Terry Crotty leads a much busier life than many. Not only has he raised two children of his own, but he and his wife Veronica have welcomed many more into his home from Japan as exchange students. He’s been a director of the Australia-Japan Society of NSW for seven years and deserves a medal for being Secretary for last five years.
“My involvement with Japan goes quite a way back: fifteen or sixteen years. Our family – my wife and I and the two boys – first decided to go to Japan because we loved Disneyland. We heard that there was a nice Disneyland there, but all our friends said, ‘oh, you don't want to go there. It's too hard to get around, they don't speak English.’ We decided to go anyway, ‘cause we're pretty independent travellers. So we went to Tokyo, we saw a baseball game, went to Hiroshima. We went to Disneyland, of course. And we loved it. So we’ve been back – not every year, but probably most years since then. And that was our first introduction to Japan.
When we got back, we thought ‘this place was really lovely’. And the next year, there was the World Expo in Nagoya so we went back and did Nagoya and Kyūshū, and travelled all around Kyūshū and did a bit of the snow as well.
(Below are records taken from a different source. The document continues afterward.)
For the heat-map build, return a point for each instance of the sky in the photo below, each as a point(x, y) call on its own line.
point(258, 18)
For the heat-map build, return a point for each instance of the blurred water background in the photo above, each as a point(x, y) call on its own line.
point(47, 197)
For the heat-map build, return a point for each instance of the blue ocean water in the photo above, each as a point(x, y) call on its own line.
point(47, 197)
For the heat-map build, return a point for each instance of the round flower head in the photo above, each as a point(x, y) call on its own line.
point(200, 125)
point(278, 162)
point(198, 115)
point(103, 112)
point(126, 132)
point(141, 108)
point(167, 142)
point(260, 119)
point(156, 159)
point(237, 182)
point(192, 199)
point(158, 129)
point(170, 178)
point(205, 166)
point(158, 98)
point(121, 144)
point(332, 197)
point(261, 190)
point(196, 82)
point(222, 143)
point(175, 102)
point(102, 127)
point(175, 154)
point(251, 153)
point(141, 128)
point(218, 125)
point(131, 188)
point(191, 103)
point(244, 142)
When we came back from that, we thought ‘let's learn a bit of the language, because we might keep going back’. So Veronica, my wife, and I enrolled in the basic qualification at Granville TAFE. I moved on to a Japanese language basic course at the Japan Foundation. At the back of the classroom one day was a brochure for Sumo tournament viewing, which we thought we might enjoy. So we went along, met a former Australia-Japan Society of NSW (AJS) board member Ian Stewart, who introduced us to the AJS and signed us up. And we've been part of the society ever since.
Once I got on the AJS-NSW Board, Veronica decided she wanted to do something Japanese as well. So she joined the Campbelltown-Koshigaya Sister City Association. She took her own independent relationship with Japan a step further. And she's now the secretary of that Sister Cities Association. She takes groups of students over to that area in Japan each year and then we host students who come here.
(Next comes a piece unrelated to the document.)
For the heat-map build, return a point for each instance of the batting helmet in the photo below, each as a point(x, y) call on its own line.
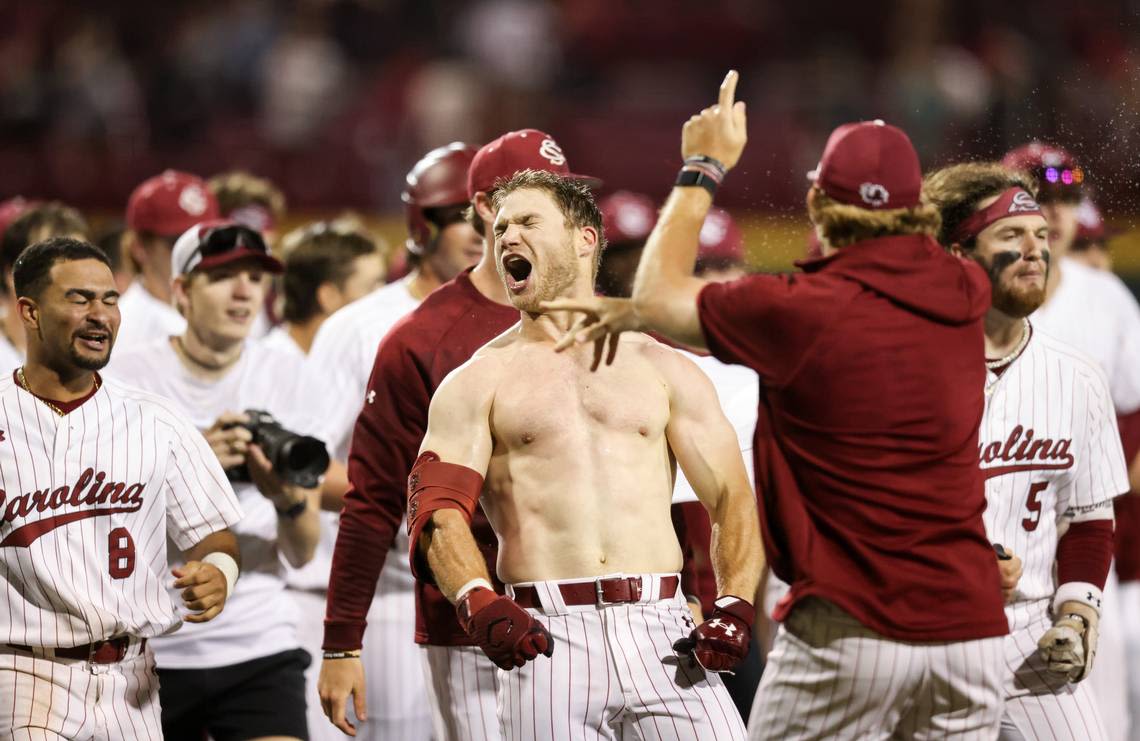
point(438, 180)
One of the beauties of the AJS is that you can get that feeling of Japan by engaging with Japanese folks and those with an interest in Japan right here in Sydney, which is great because for many people a trip to Japan might be a long way off, but you can get that initial association by being involved with a group.
The highlight [of being part of the greater Japanese community in NSW] is that it provides a depth of exposure and understanding for myself and Veronica that we wouldn't have gotten otherwise. I think too many Australians don't take that opportunity to involve themselves in another culture. They don’t get the benefits of seeing the differences between two cultures. It can be quite enlightening and rewarding. And so, we've gotten a great deal out of being associated with Japan, both business-wise, socially, and culturally.
We hope that our association with Japan will continue for many more years. Veronica’s quite keen to take more groups and we're keen to host students until we can do it no more. So we're eager to keep that active for many, many years and obviously to tell our friends to get involved as well!